Her body language was so despairing that it seemed like a good time to change the subject to something less fraught.
“Tell me about your crew. Who are we rescuing?”
She froze, shifted back into a neutral posture, then nodded. It was amazing, when I watched her, how much expression and nuance were carried by the golden hollows of her visage, the way it reflected light and cast shadow. She said, “The entirety of my crew, when they went into suspension, consisted of ten thousand, six hundred, and twelve individuals. The most senior of those currently in your care is Master Chief Dwayne Carlos. He is a master pipefitter and environmental maintenance specialist.”
I did not know what a master pipefitter was, but it seemed like a conversational opening, so rather than looking it up for myself, I asked.
Helen explained that Master Chief Carlos was responsible for the ship’s ductwork and piping, which seemed like a somewhat circular definition and also baffled me. A little more explanation clarified that the ductwork and piping in this application were the ship’s environmental infrastructure. They were the system by which consumables—water, oxygen—were shuttled around.
That seemed pretty prosaic. But Helen spoke of the functions with a throb in her silvery voice that left me distinctly uncomfortable. I would even say embarrassed. Hearing Helen’s sultry tones frankly made my skin crawl.

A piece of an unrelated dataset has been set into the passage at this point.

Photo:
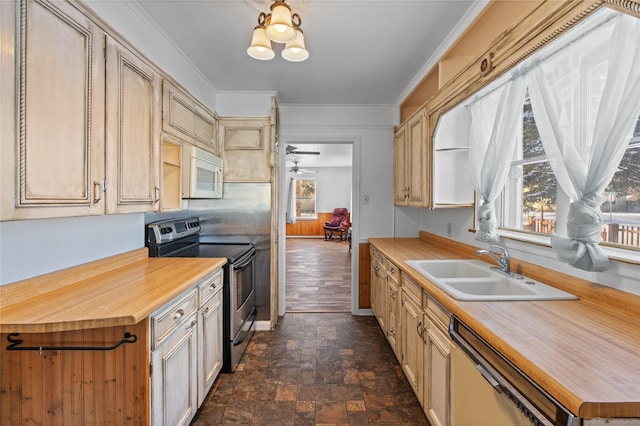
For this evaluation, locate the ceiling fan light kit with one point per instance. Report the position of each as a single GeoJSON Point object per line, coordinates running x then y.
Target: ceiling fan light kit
{"type": "Point", "coordinates": [280, 26]}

There are lots of good places for expressing sexuality. A professional relationship between a shipmind and her crew is not one of them.
It made me want to have a few sharp words with her programmers, who had put their own desire to eroticize a defenseless AI over the comfort and well-being of that AI, and of any crew member who didn’t care to participate in—or observe—that eroticization. I had to stop and remind myself that they hadn’t been rightminded. They had been atavistic, reactive, and probably not very self-aware. And at best, half-aware of the impact of their behavior on the sovereignty of the minds and selves of others.

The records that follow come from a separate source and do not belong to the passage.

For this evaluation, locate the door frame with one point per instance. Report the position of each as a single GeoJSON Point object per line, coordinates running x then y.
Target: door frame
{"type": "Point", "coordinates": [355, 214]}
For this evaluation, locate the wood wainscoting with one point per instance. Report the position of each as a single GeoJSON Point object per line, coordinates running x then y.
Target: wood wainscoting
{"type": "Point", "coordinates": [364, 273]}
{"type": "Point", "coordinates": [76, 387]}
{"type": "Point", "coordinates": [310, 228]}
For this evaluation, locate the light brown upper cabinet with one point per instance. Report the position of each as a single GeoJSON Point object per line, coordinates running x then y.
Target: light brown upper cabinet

Like Helen. If they even stopped to consider that a created intelligence would have such a thing as a self, or sovereignty of mind.
And like anybody who had to interact with Helen, or watch somebody else do it. Like me.
It was just my luck that Tsosie and the flight nurses were taking turns to cross over to Afar and monitor his crew, making sure they were receiving nutrition and their wastes were being cleaned up. So I couldn’t make an excuse that I needed to suit up and head over there to get away from Helen for a while. The shifts were short, but the cold was brutal and the work unpleasant. I couldn’t actually envy them the duty.